(0,-2) and (1,3) derive the equation of the line in slope intercept form

To derive the equation of the line passing through the points \((0, -2)\) and \((1, 3)\) in slope-intercept form (\(y = mx + b\)), follow these steps:

1. **Find the slope \(m\):**

The slope \(m\) of a line passing through points \((x_1, y_1)\) and \((x_2, y_2)\) can be calculated using the formula:

\[
m = \frac{y_2 - y_1}{x_2 - x_1}
\]

Plugging in the coordinates \((x_1, y_1) = (0, -2)\) and \((x_2, y_2) = (1, 3)\):

\[
m = \frac{3 - (-2)}{1 - 0} = \frac{3 + 2}{1} = \frac{5}{1} = 5
\]

So, the slope \(m\) is 5.

2. **Use the slope-intercept form:**

The slope-intercept form of a line is:

\[
y = mx + b
\]

We already know \(m = 5\), so now we need to find the \(y\)-intercept \(b\).

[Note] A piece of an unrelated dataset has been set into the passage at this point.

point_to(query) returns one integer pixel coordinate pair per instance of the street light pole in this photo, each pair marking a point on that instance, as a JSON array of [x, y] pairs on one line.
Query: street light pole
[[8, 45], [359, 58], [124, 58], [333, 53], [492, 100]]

3. **Find the \(y\)-intercept \(b\):**

Since we know the line passes through the point \((0, -2)\), we can substitute \(x = 0\) and \(y = -2\) into the equation to find \(b\):

\[
-2 = 5(0) + b
\]

Simplifying:

\[
-2 = b
\]

So, \(b = -2\).

4. **Write the final equation:**

Substitute \(m\) and \(b\) back into the slope-intercept form:

\[
y = 5x - 2
\]

Therefore, the equation of the line in slope-intercept form is \(y = 5x - 2\).